Getting Started

library(dplyr)  # Data manipulation
library(tidyr)  # Tidy data
library(sf)     # Simple features for R (spatial objects)
library(sit)    # Analyse MRR data from SIT experiments

Overview

The purpose of sit is to help analyse mark-release-recapture (MRR) data from sterile insect technique (SIT) field experiments.

There are two basic stages in any analysis:

Importing data into sit
Retrieving results from sit

Here, we will quickly review some concepts needed to work with sit while going through a fictitious case study. Links to more detailed materials will be provided along the way.

Data model

Data model diagram.

The main concepts involved in a MRR SIT experiment are represented in the Figure above and can be summarised as follows:

Sterile male mosquitoes are released in a release event. Relevant properties are: the number of released individuals, n, the dye colour use for identification, the date and time of release and the release site.

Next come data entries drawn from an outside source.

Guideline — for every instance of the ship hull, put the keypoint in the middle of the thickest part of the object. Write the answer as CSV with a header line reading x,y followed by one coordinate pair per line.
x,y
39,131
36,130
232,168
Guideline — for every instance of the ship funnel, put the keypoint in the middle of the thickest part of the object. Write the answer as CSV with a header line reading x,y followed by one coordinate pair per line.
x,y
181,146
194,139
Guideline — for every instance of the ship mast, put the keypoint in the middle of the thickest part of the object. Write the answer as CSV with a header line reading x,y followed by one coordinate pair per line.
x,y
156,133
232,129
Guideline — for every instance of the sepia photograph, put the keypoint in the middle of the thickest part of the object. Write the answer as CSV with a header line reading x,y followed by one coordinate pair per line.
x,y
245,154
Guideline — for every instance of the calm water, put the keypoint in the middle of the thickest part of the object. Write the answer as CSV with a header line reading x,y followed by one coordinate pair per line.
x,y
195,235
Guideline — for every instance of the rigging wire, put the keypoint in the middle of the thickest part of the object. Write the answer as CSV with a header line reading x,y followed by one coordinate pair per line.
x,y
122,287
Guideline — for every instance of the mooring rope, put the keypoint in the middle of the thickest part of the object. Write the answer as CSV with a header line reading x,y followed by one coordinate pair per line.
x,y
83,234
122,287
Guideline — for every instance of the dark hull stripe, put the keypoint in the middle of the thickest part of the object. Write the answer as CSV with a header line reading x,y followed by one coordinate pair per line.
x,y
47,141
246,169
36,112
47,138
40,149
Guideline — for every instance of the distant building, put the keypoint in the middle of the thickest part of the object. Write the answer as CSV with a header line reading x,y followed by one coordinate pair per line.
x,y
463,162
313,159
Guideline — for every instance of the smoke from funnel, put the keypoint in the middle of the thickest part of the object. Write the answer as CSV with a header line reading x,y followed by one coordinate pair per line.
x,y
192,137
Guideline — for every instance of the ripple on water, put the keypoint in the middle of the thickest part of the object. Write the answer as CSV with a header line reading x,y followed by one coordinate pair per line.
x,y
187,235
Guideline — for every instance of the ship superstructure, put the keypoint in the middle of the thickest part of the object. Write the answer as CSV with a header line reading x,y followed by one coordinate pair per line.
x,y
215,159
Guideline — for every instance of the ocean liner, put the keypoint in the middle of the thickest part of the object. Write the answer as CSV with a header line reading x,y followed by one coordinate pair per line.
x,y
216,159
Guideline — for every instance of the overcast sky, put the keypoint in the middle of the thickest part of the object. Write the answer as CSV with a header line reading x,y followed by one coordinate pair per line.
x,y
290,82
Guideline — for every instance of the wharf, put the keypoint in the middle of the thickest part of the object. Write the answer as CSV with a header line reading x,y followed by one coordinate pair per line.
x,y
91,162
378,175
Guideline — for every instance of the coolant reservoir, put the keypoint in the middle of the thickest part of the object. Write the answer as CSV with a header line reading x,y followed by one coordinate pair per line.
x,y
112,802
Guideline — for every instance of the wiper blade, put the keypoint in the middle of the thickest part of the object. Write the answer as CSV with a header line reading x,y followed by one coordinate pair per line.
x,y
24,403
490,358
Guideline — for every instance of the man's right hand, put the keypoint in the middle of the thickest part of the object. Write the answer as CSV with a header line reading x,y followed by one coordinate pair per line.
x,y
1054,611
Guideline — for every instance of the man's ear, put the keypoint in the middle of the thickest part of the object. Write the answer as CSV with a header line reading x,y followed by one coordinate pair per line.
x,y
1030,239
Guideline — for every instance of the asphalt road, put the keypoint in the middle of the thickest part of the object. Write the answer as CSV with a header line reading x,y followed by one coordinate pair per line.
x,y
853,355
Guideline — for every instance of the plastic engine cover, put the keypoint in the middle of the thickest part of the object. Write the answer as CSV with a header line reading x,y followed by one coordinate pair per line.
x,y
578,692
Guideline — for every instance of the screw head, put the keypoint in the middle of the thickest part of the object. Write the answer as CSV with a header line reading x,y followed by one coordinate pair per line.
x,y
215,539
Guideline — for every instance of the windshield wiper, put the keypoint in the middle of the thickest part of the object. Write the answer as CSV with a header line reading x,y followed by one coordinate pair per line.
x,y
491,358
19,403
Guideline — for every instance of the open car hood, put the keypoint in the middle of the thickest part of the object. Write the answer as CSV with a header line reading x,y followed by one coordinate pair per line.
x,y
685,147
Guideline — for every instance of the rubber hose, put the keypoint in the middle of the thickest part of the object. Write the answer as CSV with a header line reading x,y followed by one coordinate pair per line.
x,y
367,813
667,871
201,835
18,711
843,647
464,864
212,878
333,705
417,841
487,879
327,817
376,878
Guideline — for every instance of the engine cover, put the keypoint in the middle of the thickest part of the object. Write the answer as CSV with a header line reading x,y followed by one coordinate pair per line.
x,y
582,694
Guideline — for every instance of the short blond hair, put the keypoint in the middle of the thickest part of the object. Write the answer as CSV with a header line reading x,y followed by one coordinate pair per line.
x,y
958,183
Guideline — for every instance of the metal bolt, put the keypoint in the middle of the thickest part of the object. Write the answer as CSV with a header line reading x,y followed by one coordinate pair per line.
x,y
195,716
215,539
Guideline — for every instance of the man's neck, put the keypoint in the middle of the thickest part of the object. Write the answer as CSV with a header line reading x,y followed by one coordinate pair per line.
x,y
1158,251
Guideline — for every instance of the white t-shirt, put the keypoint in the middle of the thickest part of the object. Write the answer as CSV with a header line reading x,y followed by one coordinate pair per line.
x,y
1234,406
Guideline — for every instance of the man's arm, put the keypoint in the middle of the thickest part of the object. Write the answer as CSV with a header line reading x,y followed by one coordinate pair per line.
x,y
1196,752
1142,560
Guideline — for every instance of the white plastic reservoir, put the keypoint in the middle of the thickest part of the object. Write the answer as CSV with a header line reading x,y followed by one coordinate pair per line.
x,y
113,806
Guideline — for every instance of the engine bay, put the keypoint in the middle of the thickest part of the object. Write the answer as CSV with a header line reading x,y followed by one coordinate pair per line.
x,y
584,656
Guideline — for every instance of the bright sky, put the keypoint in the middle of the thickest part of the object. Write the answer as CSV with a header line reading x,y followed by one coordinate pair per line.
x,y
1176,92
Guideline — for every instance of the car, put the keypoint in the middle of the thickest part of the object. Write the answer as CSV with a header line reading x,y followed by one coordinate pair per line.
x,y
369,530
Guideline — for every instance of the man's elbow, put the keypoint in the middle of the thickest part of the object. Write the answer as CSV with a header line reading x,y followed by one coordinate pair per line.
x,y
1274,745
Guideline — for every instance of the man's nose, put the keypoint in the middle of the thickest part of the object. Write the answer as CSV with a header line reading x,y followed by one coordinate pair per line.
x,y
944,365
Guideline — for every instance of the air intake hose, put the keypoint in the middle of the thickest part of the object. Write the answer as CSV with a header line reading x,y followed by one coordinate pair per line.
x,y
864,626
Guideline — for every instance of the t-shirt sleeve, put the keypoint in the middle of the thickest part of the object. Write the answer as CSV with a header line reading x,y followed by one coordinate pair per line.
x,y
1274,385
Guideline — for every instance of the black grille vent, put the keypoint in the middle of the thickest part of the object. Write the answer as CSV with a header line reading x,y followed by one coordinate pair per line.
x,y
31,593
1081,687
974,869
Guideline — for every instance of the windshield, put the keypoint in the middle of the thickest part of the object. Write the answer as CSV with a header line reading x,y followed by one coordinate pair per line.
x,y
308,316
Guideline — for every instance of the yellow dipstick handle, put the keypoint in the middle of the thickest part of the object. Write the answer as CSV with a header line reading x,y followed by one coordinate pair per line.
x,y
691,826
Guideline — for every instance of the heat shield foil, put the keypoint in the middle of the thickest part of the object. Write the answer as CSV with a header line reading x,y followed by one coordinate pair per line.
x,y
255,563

Release sites can be either points or the whole study area (in the case of areal/line releases). In the former case, release sites have a geometry represented by spatial coordinates, while in the latter case the geometry is empty.

The relationship between release_events and release_sites implies that there can be any number of release events from the same site.

Mosquitoes (both sterile and wild) are subsequently captured in adult traps. Relevant properties are: their location (point geometry), the area (study or control) and a identification code as used in the field. Furthermore, wild females lay their eggs in another type of traps (ovitraps).

Both adult and egg traps can be of different types, which is why each trap is associated with a specific trap type. Properties of trap types are: its full name (e.g. BG-Sentinel) and a shorter label (e.g. BGS), the target stage (adult or egg) and an optional description.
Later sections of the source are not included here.